I can see them being highly competitive with AMD in that time period.
oomp_@reddit
why do people blame the competition for a businesses greedy pricing. Blame the ones doing the greedy pricing. businesses don't have to be greedy
rabouilethefirst@reddit
Nobody is forcing you to buy an NVIDIA graphics card, you just know that getting the comparable AMD one for even a reduced price will basically lock you out of tons of features and give a worse experience.
I don’t really “blame” either, but NVIDIA has no reason to drop prices, or even really give more performance at this point. Until AMD has an AI upscaler, buying anything but NVIDIA is a foolish thing.

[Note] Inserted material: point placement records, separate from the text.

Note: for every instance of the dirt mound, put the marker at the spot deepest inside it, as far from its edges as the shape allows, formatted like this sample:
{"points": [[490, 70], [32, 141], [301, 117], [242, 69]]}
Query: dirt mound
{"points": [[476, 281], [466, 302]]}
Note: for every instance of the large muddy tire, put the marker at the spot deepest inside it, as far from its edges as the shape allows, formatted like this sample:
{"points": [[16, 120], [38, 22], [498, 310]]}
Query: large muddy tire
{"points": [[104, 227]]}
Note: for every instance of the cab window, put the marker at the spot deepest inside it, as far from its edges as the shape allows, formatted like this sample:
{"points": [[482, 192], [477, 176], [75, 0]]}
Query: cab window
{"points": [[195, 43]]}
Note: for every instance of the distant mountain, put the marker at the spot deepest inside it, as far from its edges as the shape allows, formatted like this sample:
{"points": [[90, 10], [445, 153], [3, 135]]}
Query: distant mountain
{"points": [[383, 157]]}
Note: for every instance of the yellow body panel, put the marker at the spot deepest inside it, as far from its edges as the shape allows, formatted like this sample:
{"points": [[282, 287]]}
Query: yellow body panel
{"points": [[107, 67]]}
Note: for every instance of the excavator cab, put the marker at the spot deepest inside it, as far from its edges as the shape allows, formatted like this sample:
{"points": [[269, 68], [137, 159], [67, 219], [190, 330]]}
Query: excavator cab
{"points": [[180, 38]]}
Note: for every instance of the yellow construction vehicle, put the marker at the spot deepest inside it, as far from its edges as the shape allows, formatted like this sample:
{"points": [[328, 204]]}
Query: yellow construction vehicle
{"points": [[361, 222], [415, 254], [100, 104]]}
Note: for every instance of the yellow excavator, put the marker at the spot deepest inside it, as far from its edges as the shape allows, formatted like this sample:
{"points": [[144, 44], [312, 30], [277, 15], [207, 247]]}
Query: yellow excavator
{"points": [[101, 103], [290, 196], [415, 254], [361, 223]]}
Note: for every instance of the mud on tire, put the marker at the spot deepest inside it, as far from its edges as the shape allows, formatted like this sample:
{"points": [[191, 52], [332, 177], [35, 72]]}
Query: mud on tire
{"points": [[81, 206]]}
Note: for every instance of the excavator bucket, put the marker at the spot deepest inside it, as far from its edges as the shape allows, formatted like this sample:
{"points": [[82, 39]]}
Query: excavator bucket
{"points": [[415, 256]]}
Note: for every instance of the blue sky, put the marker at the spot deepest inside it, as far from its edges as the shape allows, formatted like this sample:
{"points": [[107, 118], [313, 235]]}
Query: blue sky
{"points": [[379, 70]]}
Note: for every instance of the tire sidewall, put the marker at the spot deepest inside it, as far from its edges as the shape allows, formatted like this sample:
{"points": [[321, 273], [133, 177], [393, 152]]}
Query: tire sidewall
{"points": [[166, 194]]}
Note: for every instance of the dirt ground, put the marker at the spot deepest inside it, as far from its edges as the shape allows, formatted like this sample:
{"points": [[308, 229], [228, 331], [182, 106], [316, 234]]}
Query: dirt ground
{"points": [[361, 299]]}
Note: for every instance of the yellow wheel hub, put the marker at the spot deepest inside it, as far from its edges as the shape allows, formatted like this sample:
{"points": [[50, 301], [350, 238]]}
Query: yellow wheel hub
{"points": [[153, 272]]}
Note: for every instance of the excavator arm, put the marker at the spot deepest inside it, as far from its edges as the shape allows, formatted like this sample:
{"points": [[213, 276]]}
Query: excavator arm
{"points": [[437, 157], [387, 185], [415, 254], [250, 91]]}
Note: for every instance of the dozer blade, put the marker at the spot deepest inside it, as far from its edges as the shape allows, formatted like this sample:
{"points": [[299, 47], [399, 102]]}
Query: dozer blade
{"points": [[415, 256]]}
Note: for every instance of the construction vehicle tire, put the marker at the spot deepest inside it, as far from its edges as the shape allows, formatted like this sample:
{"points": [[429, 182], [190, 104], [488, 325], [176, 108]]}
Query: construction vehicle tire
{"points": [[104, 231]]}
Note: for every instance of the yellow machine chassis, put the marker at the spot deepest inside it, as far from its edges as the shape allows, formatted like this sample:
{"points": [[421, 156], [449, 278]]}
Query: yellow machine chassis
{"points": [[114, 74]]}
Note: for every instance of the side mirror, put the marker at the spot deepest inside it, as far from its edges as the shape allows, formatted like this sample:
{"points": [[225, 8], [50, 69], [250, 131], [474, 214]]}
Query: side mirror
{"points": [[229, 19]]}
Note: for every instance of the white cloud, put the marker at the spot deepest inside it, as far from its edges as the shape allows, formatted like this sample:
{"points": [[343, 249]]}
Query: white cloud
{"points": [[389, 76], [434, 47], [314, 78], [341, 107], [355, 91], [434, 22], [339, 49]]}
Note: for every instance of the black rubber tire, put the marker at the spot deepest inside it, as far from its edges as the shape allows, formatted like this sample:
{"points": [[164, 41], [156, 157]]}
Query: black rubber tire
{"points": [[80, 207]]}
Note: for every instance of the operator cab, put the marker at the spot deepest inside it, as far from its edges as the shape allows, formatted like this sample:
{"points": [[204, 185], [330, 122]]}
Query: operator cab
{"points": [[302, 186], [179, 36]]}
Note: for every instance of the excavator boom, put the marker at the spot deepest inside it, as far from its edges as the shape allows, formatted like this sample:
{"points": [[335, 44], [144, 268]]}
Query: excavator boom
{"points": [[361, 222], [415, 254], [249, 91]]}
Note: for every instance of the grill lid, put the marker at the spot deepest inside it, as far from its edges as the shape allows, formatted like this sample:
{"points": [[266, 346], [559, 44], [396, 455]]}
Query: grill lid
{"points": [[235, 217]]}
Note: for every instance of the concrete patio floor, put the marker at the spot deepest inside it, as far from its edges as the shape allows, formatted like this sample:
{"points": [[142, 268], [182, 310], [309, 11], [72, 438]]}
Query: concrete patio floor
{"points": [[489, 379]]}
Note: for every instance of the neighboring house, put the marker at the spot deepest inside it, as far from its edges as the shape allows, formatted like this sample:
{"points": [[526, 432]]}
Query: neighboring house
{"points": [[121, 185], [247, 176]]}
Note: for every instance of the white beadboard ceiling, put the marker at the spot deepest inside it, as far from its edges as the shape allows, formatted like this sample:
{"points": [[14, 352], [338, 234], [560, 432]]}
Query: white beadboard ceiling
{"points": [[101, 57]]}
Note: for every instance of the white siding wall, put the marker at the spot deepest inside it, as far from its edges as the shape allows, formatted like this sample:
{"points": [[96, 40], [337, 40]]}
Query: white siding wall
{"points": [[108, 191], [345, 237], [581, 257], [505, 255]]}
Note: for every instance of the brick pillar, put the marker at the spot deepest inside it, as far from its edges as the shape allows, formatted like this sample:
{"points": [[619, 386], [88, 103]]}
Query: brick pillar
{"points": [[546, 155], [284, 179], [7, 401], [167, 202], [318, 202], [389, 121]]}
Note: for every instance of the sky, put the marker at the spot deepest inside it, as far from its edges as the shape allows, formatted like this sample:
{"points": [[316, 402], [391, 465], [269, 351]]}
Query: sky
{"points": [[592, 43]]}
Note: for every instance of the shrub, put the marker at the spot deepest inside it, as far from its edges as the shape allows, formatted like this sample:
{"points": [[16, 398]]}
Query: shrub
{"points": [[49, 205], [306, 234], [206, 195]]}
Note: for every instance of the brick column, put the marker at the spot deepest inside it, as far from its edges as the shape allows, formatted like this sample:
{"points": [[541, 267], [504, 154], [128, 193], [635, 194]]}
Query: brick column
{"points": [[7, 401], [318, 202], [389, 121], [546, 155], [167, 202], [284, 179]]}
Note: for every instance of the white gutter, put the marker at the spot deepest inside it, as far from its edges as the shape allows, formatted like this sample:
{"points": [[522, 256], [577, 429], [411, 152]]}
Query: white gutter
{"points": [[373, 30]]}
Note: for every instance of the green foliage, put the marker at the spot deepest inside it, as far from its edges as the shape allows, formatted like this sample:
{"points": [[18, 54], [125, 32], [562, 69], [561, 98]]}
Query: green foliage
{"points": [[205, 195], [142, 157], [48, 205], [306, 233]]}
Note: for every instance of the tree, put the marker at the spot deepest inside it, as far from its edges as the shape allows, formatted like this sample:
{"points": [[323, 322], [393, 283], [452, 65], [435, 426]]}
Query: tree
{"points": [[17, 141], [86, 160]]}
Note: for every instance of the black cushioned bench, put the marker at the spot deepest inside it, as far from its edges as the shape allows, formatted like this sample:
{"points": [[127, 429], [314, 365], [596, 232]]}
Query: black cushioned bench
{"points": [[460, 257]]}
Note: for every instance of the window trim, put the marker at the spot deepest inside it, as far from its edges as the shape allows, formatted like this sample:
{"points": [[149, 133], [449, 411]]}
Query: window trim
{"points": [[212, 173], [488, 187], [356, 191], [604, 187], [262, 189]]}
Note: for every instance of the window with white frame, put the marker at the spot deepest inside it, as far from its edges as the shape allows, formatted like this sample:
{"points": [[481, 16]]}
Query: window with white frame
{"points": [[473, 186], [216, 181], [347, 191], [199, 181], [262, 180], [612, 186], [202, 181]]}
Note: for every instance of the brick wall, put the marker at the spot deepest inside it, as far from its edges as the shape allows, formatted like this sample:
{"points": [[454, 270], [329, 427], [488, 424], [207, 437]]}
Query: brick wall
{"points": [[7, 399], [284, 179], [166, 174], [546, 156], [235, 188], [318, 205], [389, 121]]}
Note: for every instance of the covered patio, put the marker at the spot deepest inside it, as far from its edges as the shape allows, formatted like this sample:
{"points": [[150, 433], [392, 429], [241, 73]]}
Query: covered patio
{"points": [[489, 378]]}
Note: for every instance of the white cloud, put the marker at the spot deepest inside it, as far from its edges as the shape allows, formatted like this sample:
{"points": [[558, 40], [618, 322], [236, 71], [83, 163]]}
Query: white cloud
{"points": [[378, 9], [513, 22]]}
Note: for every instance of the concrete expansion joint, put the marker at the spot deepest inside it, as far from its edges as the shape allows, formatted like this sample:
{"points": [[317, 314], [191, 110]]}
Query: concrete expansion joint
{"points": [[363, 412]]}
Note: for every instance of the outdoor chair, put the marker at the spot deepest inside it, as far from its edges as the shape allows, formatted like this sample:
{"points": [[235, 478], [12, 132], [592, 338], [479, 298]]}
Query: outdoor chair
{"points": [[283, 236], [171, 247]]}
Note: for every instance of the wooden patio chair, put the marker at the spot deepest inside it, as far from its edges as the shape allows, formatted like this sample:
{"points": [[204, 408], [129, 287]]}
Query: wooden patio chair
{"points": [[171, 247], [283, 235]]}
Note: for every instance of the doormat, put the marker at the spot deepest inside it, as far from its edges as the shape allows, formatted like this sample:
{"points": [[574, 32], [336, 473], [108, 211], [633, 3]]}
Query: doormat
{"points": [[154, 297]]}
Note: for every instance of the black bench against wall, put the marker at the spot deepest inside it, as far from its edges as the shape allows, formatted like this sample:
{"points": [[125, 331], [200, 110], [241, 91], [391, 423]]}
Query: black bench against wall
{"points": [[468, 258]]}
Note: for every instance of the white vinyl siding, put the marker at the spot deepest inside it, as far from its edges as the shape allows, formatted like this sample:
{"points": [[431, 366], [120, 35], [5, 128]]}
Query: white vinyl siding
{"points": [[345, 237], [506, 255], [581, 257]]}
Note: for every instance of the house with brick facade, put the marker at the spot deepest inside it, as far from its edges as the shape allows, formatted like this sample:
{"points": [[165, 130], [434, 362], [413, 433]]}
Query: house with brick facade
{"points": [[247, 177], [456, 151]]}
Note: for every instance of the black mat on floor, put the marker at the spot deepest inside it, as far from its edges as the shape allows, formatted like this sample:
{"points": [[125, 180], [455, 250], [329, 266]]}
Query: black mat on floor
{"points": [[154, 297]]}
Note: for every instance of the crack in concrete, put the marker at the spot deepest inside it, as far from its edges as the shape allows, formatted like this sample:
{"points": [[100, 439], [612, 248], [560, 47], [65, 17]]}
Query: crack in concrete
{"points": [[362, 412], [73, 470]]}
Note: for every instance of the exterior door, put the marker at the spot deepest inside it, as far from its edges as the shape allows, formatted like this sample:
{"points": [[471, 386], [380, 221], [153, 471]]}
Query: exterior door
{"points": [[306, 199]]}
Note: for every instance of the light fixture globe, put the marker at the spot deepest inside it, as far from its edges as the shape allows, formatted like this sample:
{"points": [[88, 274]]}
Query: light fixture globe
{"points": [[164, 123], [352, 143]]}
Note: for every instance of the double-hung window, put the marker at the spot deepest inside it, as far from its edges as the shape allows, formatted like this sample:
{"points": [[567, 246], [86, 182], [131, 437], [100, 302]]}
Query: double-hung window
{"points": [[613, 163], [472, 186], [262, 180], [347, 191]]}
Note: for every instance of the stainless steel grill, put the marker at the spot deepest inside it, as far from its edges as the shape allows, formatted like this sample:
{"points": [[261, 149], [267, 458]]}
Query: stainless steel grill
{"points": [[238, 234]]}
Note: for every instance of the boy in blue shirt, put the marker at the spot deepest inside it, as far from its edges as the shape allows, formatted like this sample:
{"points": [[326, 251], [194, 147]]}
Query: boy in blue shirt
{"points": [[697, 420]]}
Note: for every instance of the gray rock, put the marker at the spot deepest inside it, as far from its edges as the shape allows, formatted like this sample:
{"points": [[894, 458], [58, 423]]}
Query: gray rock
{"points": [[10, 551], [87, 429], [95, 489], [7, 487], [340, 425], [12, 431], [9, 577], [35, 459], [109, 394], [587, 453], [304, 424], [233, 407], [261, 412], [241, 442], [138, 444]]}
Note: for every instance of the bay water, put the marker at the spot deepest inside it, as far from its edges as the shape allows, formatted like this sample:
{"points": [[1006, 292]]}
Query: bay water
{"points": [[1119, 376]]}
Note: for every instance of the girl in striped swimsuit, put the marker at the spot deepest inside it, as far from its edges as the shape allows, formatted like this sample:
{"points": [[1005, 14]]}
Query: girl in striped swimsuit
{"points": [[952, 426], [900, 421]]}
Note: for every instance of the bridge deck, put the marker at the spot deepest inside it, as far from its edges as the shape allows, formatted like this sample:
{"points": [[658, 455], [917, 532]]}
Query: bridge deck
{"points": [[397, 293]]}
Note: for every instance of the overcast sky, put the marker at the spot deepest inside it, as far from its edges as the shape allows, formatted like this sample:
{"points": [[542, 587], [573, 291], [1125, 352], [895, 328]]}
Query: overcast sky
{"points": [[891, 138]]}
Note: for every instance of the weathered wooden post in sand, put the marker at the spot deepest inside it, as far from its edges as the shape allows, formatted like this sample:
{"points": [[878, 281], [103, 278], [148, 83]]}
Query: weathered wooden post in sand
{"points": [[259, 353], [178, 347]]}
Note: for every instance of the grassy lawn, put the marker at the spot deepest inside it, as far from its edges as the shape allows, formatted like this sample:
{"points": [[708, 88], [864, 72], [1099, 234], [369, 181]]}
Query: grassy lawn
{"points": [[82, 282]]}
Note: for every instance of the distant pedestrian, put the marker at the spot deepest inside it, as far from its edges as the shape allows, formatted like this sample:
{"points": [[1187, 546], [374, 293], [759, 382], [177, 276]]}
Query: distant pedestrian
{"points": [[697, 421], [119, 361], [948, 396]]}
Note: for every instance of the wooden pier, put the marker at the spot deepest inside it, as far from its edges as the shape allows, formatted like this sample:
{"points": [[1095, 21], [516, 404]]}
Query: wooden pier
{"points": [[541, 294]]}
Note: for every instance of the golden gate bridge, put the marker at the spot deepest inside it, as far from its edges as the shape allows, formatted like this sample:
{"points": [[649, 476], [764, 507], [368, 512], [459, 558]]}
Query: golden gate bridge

You would think AMD would have taken the hint about AI upscaling being really important earlier, but no, they waited 7 years, and now here we are.
cp5184@reddit
But because customers overwhelmingly choose nvidia, and keep following nvidias price hikes and asking nvidia for more bigger price hikes... Nvidia ends up sitting on a pile of money able to pay for more engineers better engineers, to even get custom exclusive graphics ram.
AMD doesn't have the money or the people to compete at an equal level with nvidia. Nvidia can simply outspend them because consumers refuse to buy AMD.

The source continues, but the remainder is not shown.